During this year, I dated the worst guy. I needed Taylor more than ever. I listened to Fearless and Red on repeat, listening between the lines and lyrics, hoping to find a small chant I could say to myself. Maybe there was a strength I knew I needed from her to break up with him.
But of course, Taylor gave me exactly what I needed. She said to stop thinking about him. Think about the stories you want to create, the things you want to say. Don’t pay him any attention. I didn’t write a song you could sing in relation to him because he is unimportant. You have bigger things to think about, I heard her say. And that is exactly what I did. I dumped him shortly after these albums came out.
This album was the first album where I started valuing her creativity instead of her relationships. She is a musical genius. Who cares about the drama she’s entangled in? As women, it’s easier to be remembered for who you dated than what you said, and Taylor was explicitly telling us to focus on her abilities. I thought to myself, that’s what I want. I don’t care about the man my arm is wrapped around, I care about the words I write and the things I say. I started asking myself what I wanted to say to the world. I started writing for the first time in my life shortly after these albums came out and I found power not in love, but in my voice.
MIDNIGHTS (2022)
Midnights was released most recently. I listened to it for the first time while driving down the PCH in Malibu. I felt like I finally caught up to Taylor. I was able to listen to it and not feel so distant from life in general. I had lived and experienced things that I could tie back to every song. I had been in love and lost it. I had dated a horrible guy. I had (finally) had a first kiss.

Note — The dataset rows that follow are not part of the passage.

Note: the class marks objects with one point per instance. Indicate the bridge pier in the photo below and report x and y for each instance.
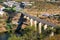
(35, 23)
(45, 26)
(52, 33)
(40, 25)
(31, 22)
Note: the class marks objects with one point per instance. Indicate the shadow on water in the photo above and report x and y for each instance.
(21, 20)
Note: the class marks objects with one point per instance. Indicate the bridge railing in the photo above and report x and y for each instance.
(40, 22)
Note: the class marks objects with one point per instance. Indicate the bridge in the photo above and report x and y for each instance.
(39, 22)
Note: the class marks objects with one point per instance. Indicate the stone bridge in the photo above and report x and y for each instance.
(39, 22)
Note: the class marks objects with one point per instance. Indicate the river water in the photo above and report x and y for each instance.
(4, 36)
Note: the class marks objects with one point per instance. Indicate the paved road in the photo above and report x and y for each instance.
(40, 20)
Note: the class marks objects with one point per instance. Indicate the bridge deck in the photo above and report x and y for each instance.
(40, 20)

I was alone in my car when I heard this album, but Midnights feels like an album that Taylor is listening to with you. And we are holding hands. And she is saying you’ve done so well at this really hard thing called life, and I am saying exactly the same thing back to her.

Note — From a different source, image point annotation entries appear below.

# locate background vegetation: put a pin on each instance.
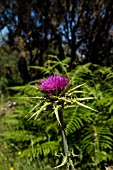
(69, 37)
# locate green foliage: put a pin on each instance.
(89, 133)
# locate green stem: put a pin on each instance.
(64, 139)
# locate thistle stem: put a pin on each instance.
(64, 140)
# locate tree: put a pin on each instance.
(67, 28)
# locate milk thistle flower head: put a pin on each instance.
(53, 83)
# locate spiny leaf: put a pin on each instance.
(56, 113)
(36, 114)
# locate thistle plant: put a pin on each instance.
(58, 94)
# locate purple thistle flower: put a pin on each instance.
(53, 83)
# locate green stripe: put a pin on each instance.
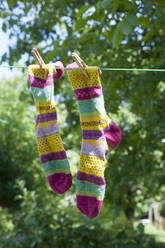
(97, 190)
(45, 93)
(72, 71)
(56, 165)
(91, 114)
(51, 172)
(92, 105)
(81, 192)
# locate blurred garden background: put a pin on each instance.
(108, 33)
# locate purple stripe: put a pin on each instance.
(41, 83)
(60, 182)
(90, 178)
(93, 134)
(89, 205)
(53, 156)
(47, 117)
(47, 131)
(93, 150)
(113, 135)
(88, 93)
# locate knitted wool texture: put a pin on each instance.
(52, 154)
(100, 135)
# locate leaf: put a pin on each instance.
(144, 22)
(106, 4)
(132, 19)
(80, 24)
(124, 27)
(148, 6)
(82, 10)
(4, 27)
(160, 3)
(118, 37)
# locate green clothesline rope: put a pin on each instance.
(101, 68)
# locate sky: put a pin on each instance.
(6, 73)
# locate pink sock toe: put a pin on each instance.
(89, 205)
(60, 182)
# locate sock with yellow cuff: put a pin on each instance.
(52, 154)
(100, 135)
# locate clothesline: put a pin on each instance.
(101, 68)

I look back at every era and all I can think is that had to happen to get us here. And I’m sure that’s exactly how Taylor felt at her sold out Sofi stadium show in Los Angeles. Every heartbreak, every loss, every missed connection led her to this moment. It all makes sense. It was all worth it. Everything led me right here. And oh my god was it exhausting and beautiful.
Taylor, I had the time of my life fighting dragons with you.